I view Detroit and its bankruptcy as a harbinger of things to come. The blue state social model of ever higher taxes, ever expanding benefits for members of public employee unions and one party rule by the Democrat party is coming to an end. The ending will be painful for people luckless enough to live in blue states, as I do, but this parasitical form of government ultimately destroys the private economy host it feeds on. Walter Mead at Via Meadia has been prescient in seeing this:
It looks like Detroit may yet have competition for the distinction of America’s most poorly run city. The unprecedented triple-drop in Chicago’s bond rating and the city’s shiny new long-term debt figure—$29 billion—should have pols quaking in their boots. The Chicago Sun-Times has published some distressing numbers from Chicago’s recent audits:
- The number of “physical arrests” by Chicago Police officers declined again — from 152,740 in 2011 to 145,390 in 2012. That continues a six-year trend that coincides with the hiring slowdown that caused a dramatic decline in the number of police officers. Police made 227,576 arrests in 2006. The number of arrests has been dropping like a rock ever since….
- Emergency responses continued their steady rise — to 472,752. That’s up from 300,971 in 2006.…
- The 55 percent subsidy to retiree health care that Emanuel wants to phase out and retirees are suing to maintain cost the city $97.5 million in 2012.

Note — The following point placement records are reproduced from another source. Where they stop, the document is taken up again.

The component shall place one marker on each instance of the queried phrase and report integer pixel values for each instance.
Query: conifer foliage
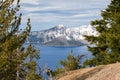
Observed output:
(13, 63)
(106, 47)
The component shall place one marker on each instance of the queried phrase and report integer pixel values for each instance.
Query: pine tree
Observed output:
(13, 63)
(106, 47)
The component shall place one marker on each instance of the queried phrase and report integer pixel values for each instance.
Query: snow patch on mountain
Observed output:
(69, 34)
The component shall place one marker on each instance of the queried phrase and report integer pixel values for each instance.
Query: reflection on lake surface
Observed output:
(50, 56)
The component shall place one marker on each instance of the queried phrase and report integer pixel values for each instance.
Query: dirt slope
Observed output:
(103, 72)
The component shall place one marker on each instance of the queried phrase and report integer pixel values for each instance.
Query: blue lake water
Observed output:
(50, 56)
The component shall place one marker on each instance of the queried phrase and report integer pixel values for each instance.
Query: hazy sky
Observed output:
(45, 14)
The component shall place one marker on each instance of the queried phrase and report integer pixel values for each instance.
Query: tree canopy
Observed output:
(106, 46)
(16, 61)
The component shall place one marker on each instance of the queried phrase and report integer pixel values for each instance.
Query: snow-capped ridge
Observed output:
(70, 34)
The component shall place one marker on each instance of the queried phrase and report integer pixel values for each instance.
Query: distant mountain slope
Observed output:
(62, 36)
(103, 72)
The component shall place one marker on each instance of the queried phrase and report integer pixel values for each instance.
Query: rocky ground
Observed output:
(103, 72)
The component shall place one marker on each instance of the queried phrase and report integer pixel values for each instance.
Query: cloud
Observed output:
(67, 12)
(33, 2)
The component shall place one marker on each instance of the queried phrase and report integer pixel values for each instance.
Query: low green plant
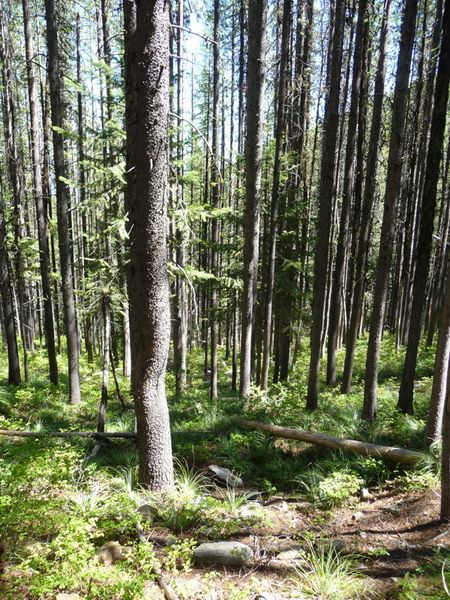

- The condition of Chicago’s four city employee pension funds is growing ever more precarious. The firefighters pension fund has assets to cover just 25 percent of liabilities, followed by: Police (31 percent); Municipal Employees (38 percent) and Laborers (56 percent).
In addition to the pension, law enforcement, and emergency response concerns that remind us of a certain bankrupt city across the lake, the report notes that three of Chicago’s four largest private employers (JP Morgan, Accenture LLP, and Northern Trust) are in finance. It seems like blue cities have a codependent relationship with the one percenters progressives claim to hate.
It hasn’t all hit the fan quite yet, but Chicago seems perilously close to real trouble. The city is all out of money, and with an imploding public education system and harrowing levels of violence, it is losing residents fast. Illinois, which itself lost more than 800,000 people to out-migration in the past two decades, is essentially Chicago on a larger scale, with hundreds of billions in unfunded pension liabilities and complete political sclerosis. The state cannot bail out Chicago, and judging by the feds’ reluctance to even lift a finger for Detroit, Chicago shouldn’t expect much more.